For over a decade sport fishing advocates have been calling for investment in a permanent Sockeye hatchery on the Cedar River. The current hatchery is considered temporary and has been operating since 1991 with capacity to produce 17 million hatchery smolts, the proposed permanent facility would nearly double smolt production from current levels and is expected to cost Seattle Public Utilities approximately 12 million dollars . Lake Washington supports one of the most popular salmon fisheries in the state, however recent returns of sockeye have been well below the 350,0o0 fish needed to open the fishery. Last year only 22,166 fish returned, the worst run on record.

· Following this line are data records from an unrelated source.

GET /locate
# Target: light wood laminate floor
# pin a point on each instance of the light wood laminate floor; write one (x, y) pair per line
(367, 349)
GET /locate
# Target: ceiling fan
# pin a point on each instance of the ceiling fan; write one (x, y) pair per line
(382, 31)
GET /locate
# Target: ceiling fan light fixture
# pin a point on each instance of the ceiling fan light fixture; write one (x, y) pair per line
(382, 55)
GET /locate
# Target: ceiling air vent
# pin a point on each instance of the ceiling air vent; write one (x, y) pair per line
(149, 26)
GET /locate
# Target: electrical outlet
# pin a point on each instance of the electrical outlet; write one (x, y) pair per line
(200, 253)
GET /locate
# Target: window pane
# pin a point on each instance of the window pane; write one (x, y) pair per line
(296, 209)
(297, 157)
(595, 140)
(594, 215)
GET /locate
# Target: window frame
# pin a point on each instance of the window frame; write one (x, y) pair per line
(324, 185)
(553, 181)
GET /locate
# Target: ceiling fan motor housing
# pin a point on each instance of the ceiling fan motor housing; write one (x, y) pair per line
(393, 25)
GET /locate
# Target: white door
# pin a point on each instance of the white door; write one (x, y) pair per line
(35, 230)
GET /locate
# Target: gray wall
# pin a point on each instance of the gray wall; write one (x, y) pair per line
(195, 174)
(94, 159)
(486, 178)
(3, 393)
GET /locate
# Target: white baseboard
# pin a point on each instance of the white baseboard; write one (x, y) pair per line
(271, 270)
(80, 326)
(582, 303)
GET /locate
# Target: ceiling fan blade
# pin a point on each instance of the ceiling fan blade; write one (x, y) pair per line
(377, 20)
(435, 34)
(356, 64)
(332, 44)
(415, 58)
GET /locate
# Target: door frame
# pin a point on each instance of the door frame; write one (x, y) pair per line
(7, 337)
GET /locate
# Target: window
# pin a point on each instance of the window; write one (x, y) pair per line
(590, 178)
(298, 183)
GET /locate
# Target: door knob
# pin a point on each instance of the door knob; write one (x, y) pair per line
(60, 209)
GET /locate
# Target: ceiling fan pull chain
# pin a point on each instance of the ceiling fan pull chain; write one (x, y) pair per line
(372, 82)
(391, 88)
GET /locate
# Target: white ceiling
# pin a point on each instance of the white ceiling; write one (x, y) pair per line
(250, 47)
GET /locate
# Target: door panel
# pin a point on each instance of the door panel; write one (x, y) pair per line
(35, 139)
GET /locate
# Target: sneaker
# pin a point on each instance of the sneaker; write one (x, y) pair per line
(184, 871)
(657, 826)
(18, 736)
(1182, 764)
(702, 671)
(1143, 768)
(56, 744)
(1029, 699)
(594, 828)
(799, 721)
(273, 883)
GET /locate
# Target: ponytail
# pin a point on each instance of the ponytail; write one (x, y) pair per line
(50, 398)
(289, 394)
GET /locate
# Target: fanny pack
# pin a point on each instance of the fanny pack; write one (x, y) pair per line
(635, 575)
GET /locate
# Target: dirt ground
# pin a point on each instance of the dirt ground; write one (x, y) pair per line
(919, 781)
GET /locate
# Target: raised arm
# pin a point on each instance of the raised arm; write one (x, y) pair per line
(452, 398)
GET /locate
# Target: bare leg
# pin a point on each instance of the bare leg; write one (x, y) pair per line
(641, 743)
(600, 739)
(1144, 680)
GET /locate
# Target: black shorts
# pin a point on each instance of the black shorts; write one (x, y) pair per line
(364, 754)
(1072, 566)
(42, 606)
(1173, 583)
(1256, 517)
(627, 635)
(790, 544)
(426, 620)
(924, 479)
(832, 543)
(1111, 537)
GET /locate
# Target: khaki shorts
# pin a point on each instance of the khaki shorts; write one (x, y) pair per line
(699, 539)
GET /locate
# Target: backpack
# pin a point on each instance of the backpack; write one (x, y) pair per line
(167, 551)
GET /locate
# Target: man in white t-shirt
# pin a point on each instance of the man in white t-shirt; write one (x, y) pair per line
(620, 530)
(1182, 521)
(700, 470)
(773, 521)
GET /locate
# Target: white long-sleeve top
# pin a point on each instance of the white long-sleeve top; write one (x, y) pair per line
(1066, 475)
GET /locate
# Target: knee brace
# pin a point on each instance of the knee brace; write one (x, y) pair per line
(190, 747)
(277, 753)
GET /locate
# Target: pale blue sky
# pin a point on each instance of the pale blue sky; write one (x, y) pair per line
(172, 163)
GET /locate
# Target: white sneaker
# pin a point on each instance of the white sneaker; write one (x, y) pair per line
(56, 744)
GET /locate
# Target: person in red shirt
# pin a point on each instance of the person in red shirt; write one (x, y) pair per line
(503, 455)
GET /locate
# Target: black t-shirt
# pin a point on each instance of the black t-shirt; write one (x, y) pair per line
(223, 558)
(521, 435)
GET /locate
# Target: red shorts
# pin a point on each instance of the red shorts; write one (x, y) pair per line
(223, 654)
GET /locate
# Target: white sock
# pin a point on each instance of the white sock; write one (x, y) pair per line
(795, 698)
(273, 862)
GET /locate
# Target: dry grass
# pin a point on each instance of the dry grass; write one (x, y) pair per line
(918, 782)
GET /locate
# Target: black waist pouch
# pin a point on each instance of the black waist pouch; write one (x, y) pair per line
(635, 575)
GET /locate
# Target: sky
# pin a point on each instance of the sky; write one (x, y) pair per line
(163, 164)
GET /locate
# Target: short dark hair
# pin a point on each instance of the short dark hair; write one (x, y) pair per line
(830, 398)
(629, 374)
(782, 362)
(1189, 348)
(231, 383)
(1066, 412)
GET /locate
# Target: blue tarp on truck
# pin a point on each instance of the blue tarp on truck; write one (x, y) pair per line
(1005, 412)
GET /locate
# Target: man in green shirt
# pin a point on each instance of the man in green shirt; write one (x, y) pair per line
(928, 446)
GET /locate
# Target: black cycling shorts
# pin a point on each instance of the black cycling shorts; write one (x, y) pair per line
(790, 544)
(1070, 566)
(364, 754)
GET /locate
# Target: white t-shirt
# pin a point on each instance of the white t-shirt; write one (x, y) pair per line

A recent report from WDFW strongly suggests that adding more sockeye fry to the Lake Washington system would likely not result in a larger return of adult fish. Sockeye rear one or two years in the lake prior to migrating to sea and it is now believed that density dependent competition for resources is the primary limiting factor in the productivity of the Cedar population. Given these findings, adding more sockeye fry to the system would only compound the problem. Furthermore, sockeye are not native to the Cedar River and were originally transplanted from Baker Lake in the Skagit drainage in the early 1900s and more hatchery supplementation in the system could potentially increase competition for resources with ESA listed Chinook and Coho both of which are native to the Cedar. Still, sport fishing groups have continued to call for increased hatchery production despite the history of failure, poor performance of the current hatchery facility and the scientific evidence suggesting that the new hatchery would be a multi-million dollar waste of money. Instead Seattle Public Utility should use those funds to buy any available floodplain lands on the lower Cedar, restoring much needed connectivity to critically important floodplain habitats. Such off-channel and floodplain habitats are thought to be limiting factors in the productivity of coho and are also important for chinook. Flooding on the Cedar in recent years has caused millions of dollars of damage to homes, highlighting the need to move development out of the historic floodplain whenever possible.